Silverstripe and Varnish / Static caching with Redis

781 views
Skip to first unread message

Klemen Novak

unread,
Apr 4, 2014, 2:25:14 PM4/4/14
to silverst...@googlegroups.com
Just curious if any of you are using any specific Varnish vcl scripts or SS configuration to optimize the Varnish-SS connection. I have a feeling SS sets cookies and ttl's in a way that may not be best, but I haven't looked into this a lot.

Also, has anyone considered doing static output caching into Redis? If I wanted a simple module, to do that just for a few specific controllers (e.g. Pages and DataObject view controller methods) - where is the output captured, in which class? 

Thirdly, I know that figuring out caching, still doesn't solve limitations on the Apache side - with the # of concurrent connections and memory spikes. What do you guys normally do to alleviate that? Is Varnish the ultimate solution?

Thanks for the input! Looking forward to your answers.

Klemen Novak

--
Klemen Novak
KINK Creative - Graphic and Web Design
www.kinkcreative.com
310.849.8931

Mateusz Uzdowski

unread,
Apr 6, 2014, 6:38:04 PM4/6/14
to silverst...@googlegroups.com, kle...@kinkcreative.com
Hi Klemen,

I don't think there is an ultimate solution for everyone, but one piece of advice is: keep it as simple as possible. A lot of it depends on how much traffic you have, and if you can actually cache your content (and how aggresively).

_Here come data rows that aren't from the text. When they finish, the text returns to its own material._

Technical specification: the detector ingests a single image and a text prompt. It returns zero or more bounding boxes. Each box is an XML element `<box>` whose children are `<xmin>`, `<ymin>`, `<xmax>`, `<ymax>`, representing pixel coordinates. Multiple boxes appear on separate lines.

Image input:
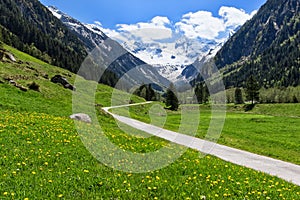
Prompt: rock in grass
<box><xmin>70</xmin><ymin>113</ymin><xmax>92</xmax><ymax>123</ymax></box>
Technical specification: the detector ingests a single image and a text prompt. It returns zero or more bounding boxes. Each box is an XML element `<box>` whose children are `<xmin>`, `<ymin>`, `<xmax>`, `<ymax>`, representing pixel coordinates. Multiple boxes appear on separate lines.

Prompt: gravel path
<box><xmin>103</xmin><ymin>102</ymin><xmax>300</xmax><ymax>186</ymax></box>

Regarding Varnish (and other transparent caches) there is some rudimentary support for a cache in front of a SilverStripe install via HTTP::set_cache_age() which might help alleviating your load. By default all responses come with cache-murdering headers, but if you set this to >0 it will add appropriate Cache-Control and Vary headers that Varnish should pick up. Otherwise it will only cache static files (assets).

One thing to be aware of is that you'll need to rewrite the User-Agent headers in Varnish to sort all the crazy User-Agent strings into couple of distinct classes, or remove them. Otherwise your Varnish will try to generate a cached version for every User-Agent in the world. If you are using responsive site and don't use agent-sensing in your PHP code you could also remove Vary: User-Agent completely (but there is no switch for that in core... ugh).

If you are intending to load-balance using varnish, you will need some kind of sticky sessions to still allow logins (otherwise it will round-robin between backends and you will have to log in on every request :-D ). I have something that does it, let me know and I can extract it for you.

For high-traffic sites you can use https://github.com/silverstripe-labs/silverstripe-staticpublishqueue/ to generate a html / php dump of the site, and then serve static html files. If the file is not available, it can fall back to dynamic PHP request (or you could block it). This is at the moment the only solution I know here that handles cache invalidation: if you publish, the html file gets updated. I'm not sure if there is anything that would make SS ping a cache (redis? varnish?) once new content is available. I'd be keen to know if there is anything :-)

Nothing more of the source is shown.